Multiple sclerosis (MS) is a disease in which your immune system attacks the protective sheath (myelin) that covers your nerves. Myelin damage disrupts communication between your brain and the rest of your body. Ultimately, the nerves themselves may deteriorate, a process that’s currently irreversible.
Signs and symptoms vary widely, depending on the amount of damage and which nerves are affected. Some people with severe MS may lose the ability to walk independently or at all, while others experience long periods of remission during which they develop no new symptoms.
There’s no cure for multiple sclerosis. However, treatments can help speed recovery from attacks, modify the course of the disease and manage symptoms.
The cause of multiple sclerosis is unknown. It’s believed to be an autoimmune disease, in which the body’s immune system attacks its own tissues. In MS, this process destroys myelin — the fatty substance that coats and protects nerve fibers in the brain and spinal cord.

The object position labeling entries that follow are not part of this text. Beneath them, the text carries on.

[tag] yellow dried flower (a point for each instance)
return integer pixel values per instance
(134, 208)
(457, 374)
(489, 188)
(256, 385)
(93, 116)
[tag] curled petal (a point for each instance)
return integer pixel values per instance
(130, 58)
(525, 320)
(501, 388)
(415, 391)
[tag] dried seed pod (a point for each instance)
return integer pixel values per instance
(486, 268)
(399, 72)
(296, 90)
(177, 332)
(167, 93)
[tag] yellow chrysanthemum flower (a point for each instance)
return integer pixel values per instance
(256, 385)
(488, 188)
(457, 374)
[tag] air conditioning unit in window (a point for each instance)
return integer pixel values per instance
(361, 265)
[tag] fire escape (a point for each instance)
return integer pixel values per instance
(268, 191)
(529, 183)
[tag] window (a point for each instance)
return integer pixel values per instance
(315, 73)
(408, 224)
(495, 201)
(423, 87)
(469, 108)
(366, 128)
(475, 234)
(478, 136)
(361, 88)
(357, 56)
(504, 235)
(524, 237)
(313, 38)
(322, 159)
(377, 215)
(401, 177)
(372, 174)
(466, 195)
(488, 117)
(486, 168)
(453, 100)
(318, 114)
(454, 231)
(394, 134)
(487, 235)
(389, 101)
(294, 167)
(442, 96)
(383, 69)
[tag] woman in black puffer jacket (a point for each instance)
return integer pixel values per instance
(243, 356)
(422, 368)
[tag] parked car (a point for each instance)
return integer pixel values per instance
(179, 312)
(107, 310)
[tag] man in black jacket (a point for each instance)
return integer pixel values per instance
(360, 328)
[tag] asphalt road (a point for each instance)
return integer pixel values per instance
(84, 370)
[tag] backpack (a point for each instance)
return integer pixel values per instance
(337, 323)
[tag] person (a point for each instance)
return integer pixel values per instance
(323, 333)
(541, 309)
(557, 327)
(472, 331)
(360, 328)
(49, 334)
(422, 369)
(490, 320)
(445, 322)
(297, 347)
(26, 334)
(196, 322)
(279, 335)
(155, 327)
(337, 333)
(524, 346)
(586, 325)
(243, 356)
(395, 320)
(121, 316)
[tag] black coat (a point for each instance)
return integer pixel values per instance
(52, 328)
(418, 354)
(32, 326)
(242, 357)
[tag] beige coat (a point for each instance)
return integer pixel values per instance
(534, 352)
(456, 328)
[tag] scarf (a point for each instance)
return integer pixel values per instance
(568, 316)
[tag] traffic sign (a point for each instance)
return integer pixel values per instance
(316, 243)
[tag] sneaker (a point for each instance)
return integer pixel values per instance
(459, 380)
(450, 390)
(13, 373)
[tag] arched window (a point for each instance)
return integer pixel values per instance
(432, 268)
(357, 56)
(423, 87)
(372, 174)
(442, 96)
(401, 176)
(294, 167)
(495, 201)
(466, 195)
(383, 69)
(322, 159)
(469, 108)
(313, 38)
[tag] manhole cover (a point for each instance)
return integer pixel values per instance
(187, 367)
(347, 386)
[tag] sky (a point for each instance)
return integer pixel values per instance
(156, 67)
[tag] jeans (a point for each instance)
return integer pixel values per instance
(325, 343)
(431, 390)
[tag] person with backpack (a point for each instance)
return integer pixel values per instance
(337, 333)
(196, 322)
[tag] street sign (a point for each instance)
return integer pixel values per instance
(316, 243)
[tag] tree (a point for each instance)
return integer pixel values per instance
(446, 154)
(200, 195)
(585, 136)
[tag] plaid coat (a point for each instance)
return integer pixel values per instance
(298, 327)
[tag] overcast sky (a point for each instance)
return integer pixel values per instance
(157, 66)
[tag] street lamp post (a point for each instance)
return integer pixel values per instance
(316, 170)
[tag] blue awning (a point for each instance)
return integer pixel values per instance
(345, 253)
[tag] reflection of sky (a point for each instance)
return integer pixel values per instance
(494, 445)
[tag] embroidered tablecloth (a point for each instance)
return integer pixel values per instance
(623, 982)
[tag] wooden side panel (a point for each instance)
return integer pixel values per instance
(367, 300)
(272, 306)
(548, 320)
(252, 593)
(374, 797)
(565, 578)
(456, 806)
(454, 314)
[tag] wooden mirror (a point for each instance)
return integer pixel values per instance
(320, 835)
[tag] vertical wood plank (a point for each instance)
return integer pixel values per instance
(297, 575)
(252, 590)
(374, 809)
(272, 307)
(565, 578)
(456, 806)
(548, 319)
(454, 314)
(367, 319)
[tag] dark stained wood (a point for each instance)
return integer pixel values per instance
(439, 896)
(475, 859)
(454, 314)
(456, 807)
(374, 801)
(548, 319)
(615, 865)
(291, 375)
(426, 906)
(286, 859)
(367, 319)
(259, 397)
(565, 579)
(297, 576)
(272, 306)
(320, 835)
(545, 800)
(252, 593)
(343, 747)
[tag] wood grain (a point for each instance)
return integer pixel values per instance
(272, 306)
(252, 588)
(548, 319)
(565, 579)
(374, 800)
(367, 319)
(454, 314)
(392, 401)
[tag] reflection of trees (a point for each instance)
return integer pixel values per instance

Myelin can be compared to the insulation on electrical wires. When myelin is damaged, the messages that travel along that nerve may be slowed or blocked.
It isn’t clear why MS develops in some people and not others. A combination of factors, ranging from genetics to childhood infections, may play a role.
Signs and symptoms of multiple sclerosis vary, depending on the location of affected nerve fibers. MS signs and symptoms may include:
- Numbness or weakness in one or more limbs that typically occurs on one side of your body at a time, or the legs and trunk
- Partial or complete loss of vision, usually in one eye at a time, often with pain during eye movement
- Double vision or blurring of vision
- Tingling or pain in parts of your body
- Electric-shock sensations that occur with certain neck movements, especially bending the neck forward
- Tremor, lack of coordination or unsteady gait
- Slurred speech
- Problems with bowel and bladder function
Most people with MS have a relapsing-remitting course, with new symptoms (relapse) that develop over days or weeks and usually improve partially or completely, followed by a quiet period (remission) that can last months or even years. Small increases in body temperature can temporarily worsen signs and symptoms of MS, but that type of event isn’t a relapse.
About 60 to 70 percent of people with relapsing-remitting MS eventually develop a steady progression of symptoms, with or without periods of remission (secondary-progressive MS). The worsening symptoms usually include problems with gait. The rate of progression varies greatly among people with secondary-progressive MS.
Some people with MS experience a gradual onset and steady progression of signs and symptoms with no relapses (primary-progressive MS).